Returning to Busch Stadium, Smith moved McLain up to start Game 6 against the Cardinals’ Ray Washburn. The Tigers scored two runs in the second inning, and 10 more in the third, highlighted by a grand slam by – guess who? – Northrup. This time McLain finished the game, and Detroit won, 13-1.
Game 7 pitted Lolich against Gibson. St. Louis fans had to feel good with their ace on the mound. Gibson had won Game 7 of the World Series in 1964 and 1967. But Lolich matched scoreless innings with the Cardinals’ ace for six frames. With two outs in the top of the seventh, Gibson may have begun to tire, although he probably would never have admitted it. Cash and Horton singled. Then Northrup hit a line drive to deep center field, directly at and over the head of Cardinals center fielder Curt Flood, himself a Gold Glove recipient. Flood started in, reversed course, hit a muddy spot, and staggered as the ball carried over his head. Northrup had a two-run triple. He scored when Freehan doubled. The teams traded meaningless runs in the ninth. The Tigers won the game, 4-1, and Freehan was the Series MVP.
Aftermath
The Tigers of 1968 consider themselves baseball’s last true champion, as divisional play and playoffs would enter baseball for good in 1969. They continued to field good teams through 1973, but that period coincided with the Orioles dynasty of 1969-71, when they won three consecutive AL pennants. Mayo Smith was fired after a fourth-place finish in 1970 and replaced by Billy Martin. The Tigers had one last hurrah when they won the AL East Division in 1972, but the team was old by the standards of that time, and they lost to the Oakland Athletics in the AL Championship Series.

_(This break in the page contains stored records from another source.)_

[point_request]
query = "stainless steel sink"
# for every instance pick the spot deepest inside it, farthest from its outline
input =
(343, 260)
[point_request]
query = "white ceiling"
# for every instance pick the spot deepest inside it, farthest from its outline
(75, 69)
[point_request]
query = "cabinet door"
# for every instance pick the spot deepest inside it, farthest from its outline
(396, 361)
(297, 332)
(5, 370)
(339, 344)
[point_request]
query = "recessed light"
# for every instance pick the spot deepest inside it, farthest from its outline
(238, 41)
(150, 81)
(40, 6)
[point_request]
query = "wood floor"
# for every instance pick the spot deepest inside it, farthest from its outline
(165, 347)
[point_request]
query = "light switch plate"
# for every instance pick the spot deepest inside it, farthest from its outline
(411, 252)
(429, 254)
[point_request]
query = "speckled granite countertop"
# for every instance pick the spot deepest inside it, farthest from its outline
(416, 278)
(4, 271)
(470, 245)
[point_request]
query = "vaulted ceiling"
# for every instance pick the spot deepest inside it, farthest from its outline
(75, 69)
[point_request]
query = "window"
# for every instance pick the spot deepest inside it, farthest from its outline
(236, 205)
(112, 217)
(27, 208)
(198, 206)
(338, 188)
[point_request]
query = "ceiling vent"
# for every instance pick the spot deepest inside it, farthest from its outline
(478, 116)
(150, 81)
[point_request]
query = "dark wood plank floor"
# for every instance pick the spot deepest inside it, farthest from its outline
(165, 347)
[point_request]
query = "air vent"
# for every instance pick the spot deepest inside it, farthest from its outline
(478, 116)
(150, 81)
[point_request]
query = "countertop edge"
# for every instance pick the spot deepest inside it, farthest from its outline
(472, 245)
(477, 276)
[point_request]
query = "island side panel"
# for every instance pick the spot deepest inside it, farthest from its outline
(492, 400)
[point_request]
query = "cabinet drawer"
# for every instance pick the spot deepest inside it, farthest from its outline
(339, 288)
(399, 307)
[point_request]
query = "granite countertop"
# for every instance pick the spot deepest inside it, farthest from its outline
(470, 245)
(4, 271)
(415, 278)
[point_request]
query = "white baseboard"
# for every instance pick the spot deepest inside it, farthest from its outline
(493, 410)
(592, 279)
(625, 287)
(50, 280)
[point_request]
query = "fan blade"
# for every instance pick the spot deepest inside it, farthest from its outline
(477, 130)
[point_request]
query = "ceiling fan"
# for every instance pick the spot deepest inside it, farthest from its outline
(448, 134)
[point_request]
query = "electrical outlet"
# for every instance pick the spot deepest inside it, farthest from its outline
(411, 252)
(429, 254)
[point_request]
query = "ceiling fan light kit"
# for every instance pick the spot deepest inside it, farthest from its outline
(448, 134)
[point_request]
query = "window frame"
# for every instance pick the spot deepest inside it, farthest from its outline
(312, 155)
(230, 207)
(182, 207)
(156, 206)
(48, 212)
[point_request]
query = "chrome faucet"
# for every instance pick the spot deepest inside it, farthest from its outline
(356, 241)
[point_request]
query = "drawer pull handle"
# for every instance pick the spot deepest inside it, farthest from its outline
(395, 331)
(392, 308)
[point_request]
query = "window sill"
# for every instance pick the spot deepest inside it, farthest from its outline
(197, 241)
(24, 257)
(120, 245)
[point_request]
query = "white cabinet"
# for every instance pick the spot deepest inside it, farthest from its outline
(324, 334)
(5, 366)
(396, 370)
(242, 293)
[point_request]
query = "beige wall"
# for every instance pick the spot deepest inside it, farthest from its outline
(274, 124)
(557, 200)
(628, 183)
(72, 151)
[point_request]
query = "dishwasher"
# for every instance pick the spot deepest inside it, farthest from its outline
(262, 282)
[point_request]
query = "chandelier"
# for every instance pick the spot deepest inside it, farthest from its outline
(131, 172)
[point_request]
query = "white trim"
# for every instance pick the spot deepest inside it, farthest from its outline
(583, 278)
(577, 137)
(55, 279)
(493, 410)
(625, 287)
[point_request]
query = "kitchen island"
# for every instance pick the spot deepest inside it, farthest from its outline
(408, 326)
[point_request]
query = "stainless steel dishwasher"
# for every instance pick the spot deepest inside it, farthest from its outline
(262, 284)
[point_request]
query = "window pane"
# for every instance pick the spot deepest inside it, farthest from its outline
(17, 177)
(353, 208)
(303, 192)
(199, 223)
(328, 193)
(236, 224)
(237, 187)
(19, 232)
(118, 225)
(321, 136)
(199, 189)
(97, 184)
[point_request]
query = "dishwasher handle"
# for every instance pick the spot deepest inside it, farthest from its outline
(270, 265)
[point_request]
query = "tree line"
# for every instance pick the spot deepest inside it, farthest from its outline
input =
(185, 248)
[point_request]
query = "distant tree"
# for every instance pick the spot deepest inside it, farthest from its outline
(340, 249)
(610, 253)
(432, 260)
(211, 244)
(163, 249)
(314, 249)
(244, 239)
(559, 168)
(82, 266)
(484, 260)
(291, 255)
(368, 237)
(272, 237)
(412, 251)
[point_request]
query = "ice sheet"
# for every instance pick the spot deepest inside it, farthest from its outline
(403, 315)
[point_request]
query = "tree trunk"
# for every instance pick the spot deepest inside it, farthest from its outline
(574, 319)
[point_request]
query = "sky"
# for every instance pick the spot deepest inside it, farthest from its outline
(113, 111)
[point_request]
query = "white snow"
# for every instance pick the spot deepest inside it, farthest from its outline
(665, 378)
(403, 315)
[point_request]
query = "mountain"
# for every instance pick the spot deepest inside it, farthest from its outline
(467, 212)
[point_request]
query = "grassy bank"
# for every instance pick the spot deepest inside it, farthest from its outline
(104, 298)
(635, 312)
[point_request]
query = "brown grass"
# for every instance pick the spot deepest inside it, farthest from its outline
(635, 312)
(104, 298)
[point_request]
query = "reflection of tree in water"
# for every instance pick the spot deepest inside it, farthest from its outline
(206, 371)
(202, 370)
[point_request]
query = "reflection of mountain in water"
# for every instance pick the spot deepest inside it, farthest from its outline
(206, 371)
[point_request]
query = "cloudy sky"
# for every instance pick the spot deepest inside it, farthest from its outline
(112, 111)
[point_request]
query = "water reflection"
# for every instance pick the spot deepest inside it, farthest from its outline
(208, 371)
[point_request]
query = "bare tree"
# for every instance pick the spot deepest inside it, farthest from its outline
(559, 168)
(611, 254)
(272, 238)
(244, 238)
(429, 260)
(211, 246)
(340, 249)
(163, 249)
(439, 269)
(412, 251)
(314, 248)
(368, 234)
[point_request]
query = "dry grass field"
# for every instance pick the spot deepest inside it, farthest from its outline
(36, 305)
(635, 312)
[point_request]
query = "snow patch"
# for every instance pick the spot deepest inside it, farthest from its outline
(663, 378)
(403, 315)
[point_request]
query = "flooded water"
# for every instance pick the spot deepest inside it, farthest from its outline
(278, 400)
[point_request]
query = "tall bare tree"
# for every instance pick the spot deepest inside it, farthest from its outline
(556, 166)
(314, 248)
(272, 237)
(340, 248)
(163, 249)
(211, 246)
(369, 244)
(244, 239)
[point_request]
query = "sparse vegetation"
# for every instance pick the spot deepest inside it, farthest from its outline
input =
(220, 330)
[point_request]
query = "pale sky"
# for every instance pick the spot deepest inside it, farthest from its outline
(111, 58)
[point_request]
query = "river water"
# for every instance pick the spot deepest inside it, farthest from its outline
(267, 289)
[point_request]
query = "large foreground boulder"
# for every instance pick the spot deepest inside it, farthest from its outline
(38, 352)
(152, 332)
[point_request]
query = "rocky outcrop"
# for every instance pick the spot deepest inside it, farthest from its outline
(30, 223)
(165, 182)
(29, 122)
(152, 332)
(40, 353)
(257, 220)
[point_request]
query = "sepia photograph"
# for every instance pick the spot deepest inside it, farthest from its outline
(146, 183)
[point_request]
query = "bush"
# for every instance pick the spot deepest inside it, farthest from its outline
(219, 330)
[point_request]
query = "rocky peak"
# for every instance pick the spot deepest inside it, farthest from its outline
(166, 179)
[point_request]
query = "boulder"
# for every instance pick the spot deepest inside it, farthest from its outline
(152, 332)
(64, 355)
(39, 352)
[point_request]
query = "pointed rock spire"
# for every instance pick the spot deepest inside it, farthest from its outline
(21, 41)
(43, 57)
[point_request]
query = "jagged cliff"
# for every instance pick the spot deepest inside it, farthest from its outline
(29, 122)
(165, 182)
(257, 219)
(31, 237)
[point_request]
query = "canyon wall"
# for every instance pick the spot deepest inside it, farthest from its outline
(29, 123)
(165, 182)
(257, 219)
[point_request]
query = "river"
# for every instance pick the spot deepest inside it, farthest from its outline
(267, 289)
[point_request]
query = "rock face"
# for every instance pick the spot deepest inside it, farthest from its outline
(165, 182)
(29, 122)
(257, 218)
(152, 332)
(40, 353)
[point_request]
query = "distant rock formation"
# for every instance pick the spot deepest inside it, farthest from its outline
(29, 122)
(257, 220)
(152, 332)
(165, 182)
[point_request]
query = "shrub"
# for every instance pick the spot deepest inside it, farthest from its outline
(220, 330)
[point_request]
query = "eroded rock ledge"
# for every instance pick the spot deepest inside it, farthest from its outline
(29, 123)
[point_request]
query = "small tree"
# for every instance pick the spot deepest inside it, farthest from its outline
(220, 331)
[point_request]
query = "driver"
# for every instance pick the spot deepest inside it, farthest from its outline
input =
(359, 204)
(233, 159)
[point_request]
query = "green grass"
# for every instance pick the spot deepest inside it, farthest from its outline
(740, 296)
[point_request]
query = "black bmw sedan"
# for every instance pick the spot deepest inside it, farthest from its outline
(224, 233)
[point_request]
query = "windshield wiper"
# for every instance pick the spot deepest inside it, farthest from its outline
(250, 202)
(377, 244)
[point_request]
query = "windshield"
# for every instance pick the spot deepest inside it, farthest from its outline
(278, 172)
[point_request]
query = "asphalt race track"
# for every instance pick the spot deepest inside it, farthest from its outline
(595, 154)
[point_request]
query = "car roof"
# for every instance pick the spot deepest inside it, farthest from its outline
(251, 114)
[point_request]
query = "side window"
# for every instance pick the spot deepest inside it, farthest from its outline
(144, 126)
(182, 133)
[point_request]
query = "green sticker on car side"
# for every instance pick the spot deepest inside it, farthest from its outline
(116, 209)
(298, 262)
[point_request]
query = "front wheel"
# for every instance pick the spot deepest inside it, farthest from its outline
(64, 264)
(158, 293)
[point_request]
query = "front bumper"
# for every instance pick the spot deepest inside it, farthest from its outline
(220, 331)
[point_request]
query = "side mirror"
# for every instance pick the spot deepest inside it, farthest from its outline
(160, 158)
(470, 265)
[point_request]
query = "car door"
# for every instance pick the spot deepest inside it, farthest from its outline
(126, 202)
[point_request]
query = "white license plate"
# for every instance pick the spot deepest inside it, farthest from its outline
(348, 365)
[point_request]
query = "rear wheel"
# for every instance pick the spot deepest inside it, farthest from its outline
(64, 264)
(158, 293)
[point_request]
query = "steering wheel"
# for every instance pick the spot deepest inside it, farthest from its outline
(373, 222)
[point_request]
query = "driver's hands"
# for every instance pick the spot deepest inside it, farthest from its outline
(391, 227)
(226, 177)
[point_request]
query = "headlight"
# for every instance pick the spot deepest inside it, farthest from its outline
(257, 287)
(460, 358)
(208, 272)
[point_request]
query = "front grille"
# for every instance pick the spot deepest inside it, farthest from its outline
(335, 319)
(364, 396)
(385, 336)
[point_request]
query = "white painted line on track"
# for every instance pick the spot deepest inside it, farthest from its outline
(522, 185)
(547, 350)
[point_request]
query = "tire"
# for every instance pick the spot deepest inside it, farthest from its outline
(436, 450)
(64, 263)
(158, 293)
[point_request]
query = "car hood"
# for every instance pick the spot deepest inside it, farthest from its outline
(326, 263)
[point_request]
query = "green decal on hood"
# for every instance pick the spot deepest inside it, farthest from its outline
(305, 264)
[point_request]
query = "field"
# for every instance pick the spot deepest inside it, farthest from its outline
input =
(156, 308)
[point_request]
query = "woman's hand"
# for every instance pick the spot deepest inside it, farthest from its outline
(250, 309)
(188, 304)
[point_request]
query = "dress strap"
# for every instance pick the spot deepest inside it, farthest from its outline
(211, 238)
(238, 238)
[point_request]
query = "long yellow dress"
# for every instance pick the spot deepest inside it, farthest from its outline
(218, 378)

Stanley retired after the 1978 season, finishing as a career Tiger. McLain and Northrup didn’t have the same experience.
In 1969, McLain posted a record of 24-9, pitching another 325 innings, and won a second consecutive Cy Young Award. But in 1970, all those innings and McLain’s own wild lifestyle caught up to him. He was limited to 14 mostly ineffective games that season, after which McLain and Wert were the key pieces in a trade with the Washington Senators for pitchers Joe Coleman and Jim Hannan and infielders Ed Brinkman and Aurelio Rodriguez. McLain was 10-22 in his only season for the Senators in 1971, leading the majors in losses. In his book, My Turn at Bat, Senators manager Ted Williams cited the trade of a solid pitcher in Coleman and the left side of his infield for what he described as a “washed-up Denny McLain” as one of the reasons for his resignation after the 1972 season.
In 1974, Northrup was traded to the Montreal Expos, who later sold him to the Orioles that same year. Northrup didn’t mind. He hated playing for Martin due to Martin’s habit of taking credit for victories and blaming the players for losses. Northrup played one more year for the Orioles in 1975 and retired.